Artigo de Opinião

Dr. Mário Frota, Presidente da apDC – Direito do Consumo, Coimbra

 

Quem não quer ser lobo não lhe veste a pele:

“ajoelhou, rezou”, “vendeu, garantiu”…

 

“Adquiri a um banco a fracção de um imóvel que a instituição de crédito tomara de um consumidor por incumprimento do crédito hipotecário contratado.

O imóvel começou a apresentar infiltrações de humidade de manifesta gravidade.

Procurei os responsáveis pelo banco que se negaram a assumir qualquer responsabilidade porque, afirmam, não são nem construtores nem promotores imobiliários. E não lhes cabe, afiançam, qualquer responsabilidade pelo facto. Se puder, se quiser, que me demande eu o construtor, que é, em primeira linha, o responsável directo pelos vícios de que padece o imóvel.

Pergunto. o Banco não responde num caso destes em que é, na verdade, o vendedor de um prédio que lhe caiu no regaço pelo incumprimento do devedor?”

Apreciada a vertente situação, cumpre emitir opinião:

1. O argumento amiúde apresentado pelos bancos não é nem original nem singular: é que dizem sistematicamente a mesma coisa sempre que ocorrem situações deste jaez.
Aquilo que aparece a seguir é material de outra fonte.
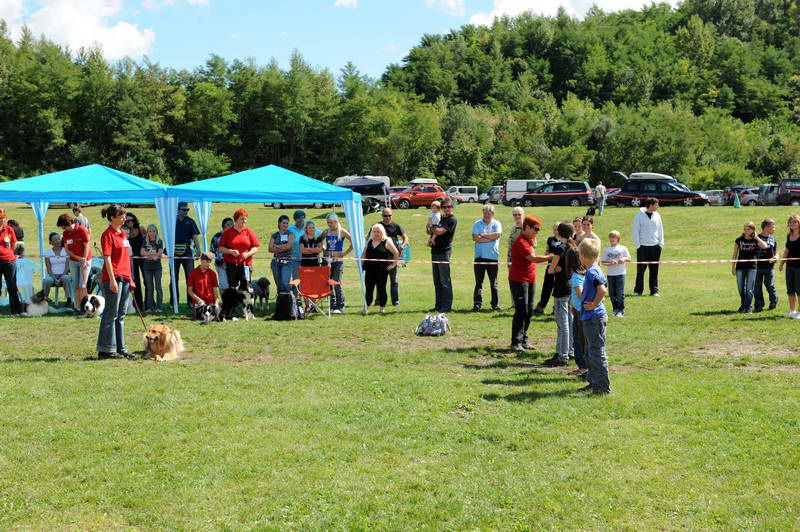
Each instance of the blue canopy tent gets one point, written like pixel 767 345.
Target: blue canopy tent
pixel 87 184
pixel 268 184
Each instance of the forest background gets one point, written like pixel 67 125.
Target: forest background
pixel 708 92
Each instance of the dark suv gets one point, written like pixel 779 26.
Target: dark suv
pixel 666 191
pixel 573 193
pixel 789 191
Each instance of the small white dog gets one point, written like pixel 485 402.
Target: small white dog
pixel 93 305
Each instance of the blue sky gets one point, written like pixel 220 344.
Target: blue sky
pixel 328 33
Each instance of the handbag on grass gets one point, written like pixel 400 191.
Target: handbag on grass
pixel 433 325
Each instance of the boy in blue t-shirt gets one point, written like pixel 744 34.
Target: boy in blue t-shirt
pixel 594 318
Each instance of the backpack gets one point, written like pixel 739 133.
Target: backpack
pixel 433 325
pixel 287 307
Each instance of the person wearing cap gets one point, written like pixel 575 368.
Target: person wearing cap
pixel 75 239
pixel 8 266
pixel 238 244
pixel 333 238
pixel 203 285
pixel 186 232
pixel 298 230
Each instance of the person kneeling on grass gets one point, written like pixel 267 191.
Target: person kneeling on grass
pixel 594 318
pixel 203 284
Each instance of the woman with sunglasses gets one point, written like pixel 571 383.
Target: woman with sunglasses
pixel 522 281
pixel 792 251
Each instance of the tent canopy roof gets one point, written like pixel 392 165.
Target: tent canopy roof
pixel 268 184
pixel 94 183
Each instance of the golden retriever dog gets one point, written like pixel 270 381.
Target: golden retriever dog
pixel 163 343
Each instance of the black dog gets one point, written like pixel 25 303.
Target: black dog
pixel 207 313
pixel 233 298
pixel 261 292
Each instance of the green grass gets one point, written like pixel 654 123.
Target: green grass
pixel 354 422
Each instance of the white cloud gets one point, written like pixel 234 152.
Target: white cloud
pixel 84 23
pixel 451 7
pixel 550 8
pixel 11 11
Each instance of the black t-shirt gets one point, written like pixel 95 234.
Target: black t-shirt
pixel 561 279
pixel 444 241
pixel 794 253
pixel 748 250
pixel 767 253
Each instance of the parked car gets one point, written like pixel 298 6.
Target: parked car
pixel 493 194
pixel 418 196
pixel 749 196
pixel 768 194
pixel 463 194
pixel 715 197
pixel 666 189
pixel 789 191
pixel 574 193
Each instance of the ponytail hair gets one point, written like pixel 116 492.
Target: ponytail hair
pixel 112 211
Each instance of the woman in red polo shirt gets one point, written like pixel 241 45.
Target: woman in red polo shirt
pixel 116 284
pixel 238 244
pixel 522 280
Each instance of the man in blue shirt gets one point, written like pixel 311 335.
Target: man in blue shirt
pixel 186 232
pixel 486 234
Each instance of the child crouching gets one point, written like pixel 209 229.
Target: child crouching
pixel 594 318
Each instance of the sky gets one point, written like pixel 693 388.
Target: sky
pixel 328 33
2. A Lei das Garantias dos Bens de Consumo (Móveis e Imóveis) aplica-se não só à compra e venda, mas ainda a contratos de

. empreitada

. outras prestações de serviço e

. locação (aluguer e arrendamento, consoante a natureza dos bens, se móveis, se imóveis, respectivamente) (LGBC: n.º 2 do artigo 1.º -A)

3. Afigura-se-nos que se a instituição de crédito promove a venda de imóveis que tem em carteira, terá de os garantir, de harmonia com o que prescreve a lei, não podendo eximir-se ao invocar o seu objecto social, que não é nem a promoção

imobiliária nem as operações de revenda de imóveis, como o fazem as suas homólogas na circunstância.

4. Aliás, se bem que com parecer desfavorável de um professor de Coimbra, já o Supremo Tribunal de Justiça, quanto a nós fundadamente, por acórdão de 29 de Abril de 2014, pelo punho do Conselheiro Gabriel Martim Catarino, decretou:

“I – É vendedor quem mediante a celebração de um contrato vende um bem de consumo a um consumidor final, no âmbito do exercício corrente de uma actividade que se caracterize ou possa ser definida num determinado contexto económico ou de relações comerciais.

II – Uma instituição de crédito que por efeito de dação em pagamento recebe do empreiteiro imóveis e, em seguida, os vende a particulares deve ser considerada como vendedora no âmbito da sua actividade profissional para efeitos de aplicação da Lei de Defesa do Consumidor.

III- Deste modo, tendo-se provado a existência de defeitos nos imóveis vendidos e não sendo ilidida a presunção de incumprimento dos contratos de compra e venda, é a instituição financeira obrigada a repará-los.”

5. Daí que pareça ser de imputar à instituição financeira a satisfação da garantia, talqualmente se faria ao construtor, ao promotor imobiliário ou a outro qualquer vendedor. Sem que lhe seja lícito furtar-se ao seu cumprimento.

6. A garantia dos imóveis é de 5 anos; a denúncia da não conformidade deve ser feita no lapso de 1 ano; dispondo o consumidor de 3 anos contados da denúncia para o exercício do direito de acção, sob pena de caducidade.

7. Para além do cumprimento das obrigações que recaem sobre o Banco no que se prende com a garantia, poderá ter de responder ainda pelos prejuízos decorrentes das recusas como das delongas do procedimento, já que isso tem tradução pecuniária e o consumidor deve ser ressarcido tanto dos danos patrimoniais como dos não patrimoniais causados pelo vendedor (LDC – Lei de Defesa do Consumidor: artigo 12)

EM CONCLUSÃO:

a. Se uma instituição de crédito, que recebeu em dação de pagamento um imóvel de um mutuário em situação de incumprimento, se propuser vendê-lo, assume o estatuto de vendedor.

b. Nessa circunstância, obriga-se a responder pela garantia inerente à compra e venda do imóvel.

c. Provada a existência de vícios de não conformidade, e não sendo ilidida a presunção por lei estabelecida, cumpre à instituição de crédito-vendedora assegurar a garantia, nos precisos termos da Lei das Garantias de Bens de Consumo – DL 67/2003, de 8 de Abril, e posteriores alterações.

d. A garantia é de 5 anos; a não conformidade tem de ser dada a saber em um ano após a consolidação dos indícios; 3 anos contados da data da denúncia para o exercício do direito de acção pelo consumidor, sob pena de caducidade.

e. À actuação da garantia pode acrescer a reparação dos danos “materiais” e “morais” causados na circunstância pela instituição de crédito.